Banyak Syarat - Investor Enggan Membeli Bank Mutiara

NERACA

Jakarta - Pengamat perbankan Lin Che Wei, mengatakan bahwa harga minimum penjualan PT Bank Mutiara Tbk (ex.Bank Century), berdasarkan Undang-undang Lembaga Penjamin Simpanan (UU LPS) dengan nilai Rp6,7 triliun, sangat tinggi. Hal itu menyebabkan minat investor untuk membeli Bank Mutiara dari LPS, minim.

“Dengan harga setinggi itu, sulit mendapatkan calon investor yang berminat serius. Karena itu, perlu insentif dalam bentuk skema pembayaran bertahap selama periode tertentu untuk mengkompensasi tingginya harga pembelian. Jadi kalau ada fleksibilitas, saya yakin investor lokal pun banyak yang berminat,” kata pengamat yang juga pendiri Katadata, di Jakarta, Rabu (6/3).

Mekanisme yang bisa diimplementasikan dalam tender LPS adalah para calon investor diminta mengajukan kesanggupan skema pembayaran cicilan selain penawaran harga pembelian. “Siapa yang bisa memberikan harga pembelian tertinggi dan skema pembayaran bertahap paling optimal.

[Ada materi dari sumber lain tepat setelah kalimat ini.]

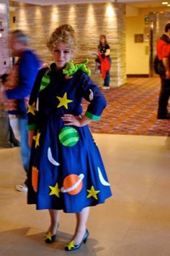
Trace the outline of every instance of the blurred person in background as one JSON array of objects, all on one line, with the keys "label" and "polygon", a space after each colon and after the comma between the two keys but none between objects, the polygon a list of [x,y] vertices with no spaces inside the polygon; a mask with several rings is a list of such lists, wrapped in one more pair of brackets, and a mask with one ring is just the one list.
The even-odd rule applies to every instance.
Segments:
[{"label": "blurred person in background", "polygon": [[[30,149],[28,146],[27,131],[27,109],[29,97],[34,84],[41,61],[28,47],[29,39],[25,33],[17,30],[9,35],[9,47],[12,56],[17,57],[11,73],[6,78],[4,97],[6,100],[8,112],[15,115],[19,124],[20,149],[23,167],[26,174],[29,169]],[[16,186],[18,191],[27,192],[27,179]]]}]

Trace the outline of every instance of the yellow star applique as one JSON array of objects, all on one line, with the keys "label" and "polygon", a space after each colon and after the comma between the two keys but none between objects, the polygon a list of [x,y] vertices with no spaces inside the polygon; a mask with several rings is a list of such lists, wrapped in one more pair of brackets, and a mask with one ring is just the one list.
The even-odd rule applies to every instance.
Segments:
[{"label": "yellow star applique", "polygon": [[60,188],[58,187],[58,183],[55,184],[55,187],[48,186],[51,190],[50,195],[55,195],[58,198],[60,198],[59,193],[61,192]]},{"label": "yellow star applique", "polygon": [[73,102],[73,100],[67,99],[67,93],[66,92],[65,92],[63,97],[57,96],[57,98],[60,101],[60,103],[57,106],[58,108],[61,107],[62,106],[64,106],[68,110],[68,103]]},{"label": "yellow star applique", "polygon": [[40,134],[41,134],[41,133],[37,131],[37,135],[35,135],[35,136],[33,136],[33,139],[35,141],[35,149],[36,149],[38,146],[40,146],[39,140],[40,140]]},{"label": "yellow star applique", "polygon": [[53,237],[53,235],[52,235],[51,232],[49,232],[49,233],[46,234],[45,239],[45,240],[46,239],[52,240],[52,237]]},{"label": "yellow star applique", "polygon": [[91,196],[94,197],[95,199],[98,199],[97,194],[98,194],[100,190],[95,190],[94,186],[91,187],[90,190],[86,190],[89,192],[89,195],[87,195],[87,198],[91,198]]},{"label": "yellow star applique", "polygon": [[32,113],[33,115],[35,115],[35,111],[36,111],[35,102],[32,105],[28,104],[28,109],[27,113]]},{"label": "yellow star applique", "polygon": [[70,251],[72,248],[74,248],[75,247],[75,245],[73,244],[73,240],[69,242],[66,245],[66,247],[68,247],[68,251]]}]

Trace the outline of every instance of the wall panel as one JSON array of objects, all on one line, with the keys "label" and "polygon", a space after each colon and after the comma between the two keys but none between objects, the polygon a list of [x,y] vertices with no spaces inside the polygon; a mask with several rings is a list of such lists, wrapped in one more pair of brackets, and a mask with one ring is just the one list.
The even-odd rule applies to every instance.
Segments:
[{"label": "wall panel", "polygon": [[[71,25],[76,30],[78,49],[76,60],[88,58],[89,66],[94,69],[99,37],[105,34],[111,48],[112,66],[111,87],[126,82],[125,70],[125,6],[122,4],[99,3],[47,6],[17,5],[17,27],[31,37],[30,46],[43,61],[50,63],[52,58],[45,47],[47,37],[58,25]],[[91,76],[100,85],[102,79],[92,72]]]}]

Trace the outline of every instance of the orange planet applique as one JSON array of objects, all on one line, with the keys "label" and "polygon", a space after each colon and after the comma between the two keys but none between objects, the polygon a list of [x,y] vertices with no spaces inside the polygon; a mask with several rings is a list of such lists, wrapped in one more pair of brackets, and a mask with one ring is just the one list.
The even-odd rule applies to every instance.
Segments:
[{"label": "orange planet applique", "polygon": [[35,167],[32,167],[32,185],[35,192],[37,192],[38,169]]},{"label": "orange planet applique", "polygon": [[66,177],[63,180],[63,187],[61,191],[63,193],[68,193],[70,195],[76,195],[82,189],[83,179],[84,175],[81,174],[79,175],[70,175]]}]

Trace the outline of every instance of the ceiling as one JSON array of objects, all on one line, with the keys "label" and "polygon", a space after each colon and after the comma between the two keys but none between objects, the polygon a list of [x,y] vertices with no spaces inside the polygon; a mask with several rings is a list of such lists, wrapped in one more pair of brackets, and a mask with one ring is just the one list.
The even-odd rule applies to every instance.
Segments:
[{"label": "ceiling", "polygon": [[[52,5],[52,4],[69,4],[83,3],[99,3],[99,2],[117,2],[125,3],[138,8],[154,8],[162,7],[161,1],[151,0],[14,0],[12,1],[32,4],[36,5]],[[169,1],[170,4],[170,0]]]}]

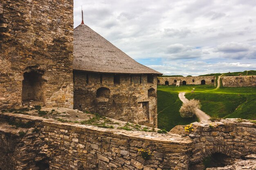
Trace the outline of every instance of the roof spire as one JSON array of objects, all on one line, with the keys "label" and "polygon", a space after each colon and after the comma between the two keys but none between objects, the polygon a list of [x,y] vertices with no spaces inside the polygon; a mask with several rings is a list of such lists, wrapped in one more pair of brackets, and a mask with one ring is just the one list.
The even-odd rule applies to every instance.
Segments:
[{"label": "roof spire", "polygon": [[82,22],[81,22],[81,24],[84,24],[84,23],[83,23],[83,13],[82,6],[81,6],[81,9],[82,9]]}]

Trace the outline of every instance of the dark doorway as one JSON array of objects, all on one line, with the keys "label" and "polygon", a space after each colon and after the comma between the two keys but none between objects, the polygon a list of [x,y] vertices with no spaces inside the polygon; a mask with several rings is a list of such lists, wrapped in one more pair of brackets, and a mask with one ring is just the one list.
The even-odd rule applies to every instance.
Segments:
[{"label": "dark doorway", "polygon": [[120,75],[114,75],[114,84],[120,84]]},{"label": "dark doorway", "polygon": [[148,83],[154,83],[154,75],[151,74],[148,75]]},{"label": "dark doorway", "polygon": [[44,101],[44,84],[42,73],[35,71],[25,72],[22,82],[22,101]]},{"label": "dark doorway", "polygon": [[230,157],[220,153],[215,153],[205,158],[203,164],[205,168],[224,167],[233,163],[234,159]]},{"label": "dark doorway", "polygon": [[96,92],[97,97],[109,98],[110,91],[106,87],[101,87],[97,90]]},{"label": "dark doorway", "polygon": [[155,91],[153,88],[151,88],[148,90],[148,97],[155,97],[156,96],[156,93]]},{"label": "dark doorway", "polygon": [[49,170],[49,168],[48,161],[45,159],[37,162],[36,164],[36,167],[39,168],[37,169],[38,170]]}]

Dialah yang akan keluar sebagai pemenang tender. Dengan cara ini, negara tidak akan dirugikan dan UU LPS tidak dilanggar. Sementara bagi investor pun harganya masuk akal,” terangnya.

Lembaga Penjamin Simpanan mulai 21 Januari sampai 15 Mei 2013 mendatang telah membuka kembali tender penjualan Bank Mutiara tahap III. Namun, berdasarkan informasi yang diperoleh Katadata, belum ada peminat serius terhadap bank tersebut. Selain harga jual yang terlalu tinggi, LPS juga menetapkan sejumlah persyaratan yang cukup berat.

“Memang ada sejumlah hambatan dalam penjualan Bank Mutiara. Pertama, keharusan harga penjualan senilai Rp6,7 triliun hingga tahun kelima setelah penyelamatan. Lalu, syarat calon investor yang relatif berat khususnya yang memiliki pengalaman dalam industri perbankan. Gangguan politisasi kasus Century secara terus menerus yang menekan harga jual, serta ketidakpastian politik menjelang Pemilu 2014,” paparnya.

Harga penawaran Bank Mutiara yang sebesar itu setara dengan 4,8 kali dari modalnya yang saat ini mencapai Rp1,4 triliun. Berdasarkan riset Katadata, nilai tersebut lebih tinggi dari price to book value (PBV) bank-bank besar termasuk BNI, Bank Mandiri, BRI, CIMB Niaga, dan Bank Danamon. Mereka rata-rata berada di kisaran 1,5-2,5 kali PBV. Sementara PBV di perbankan Eropa dan Asia hanya berkisar 1-1,5 kali PBV.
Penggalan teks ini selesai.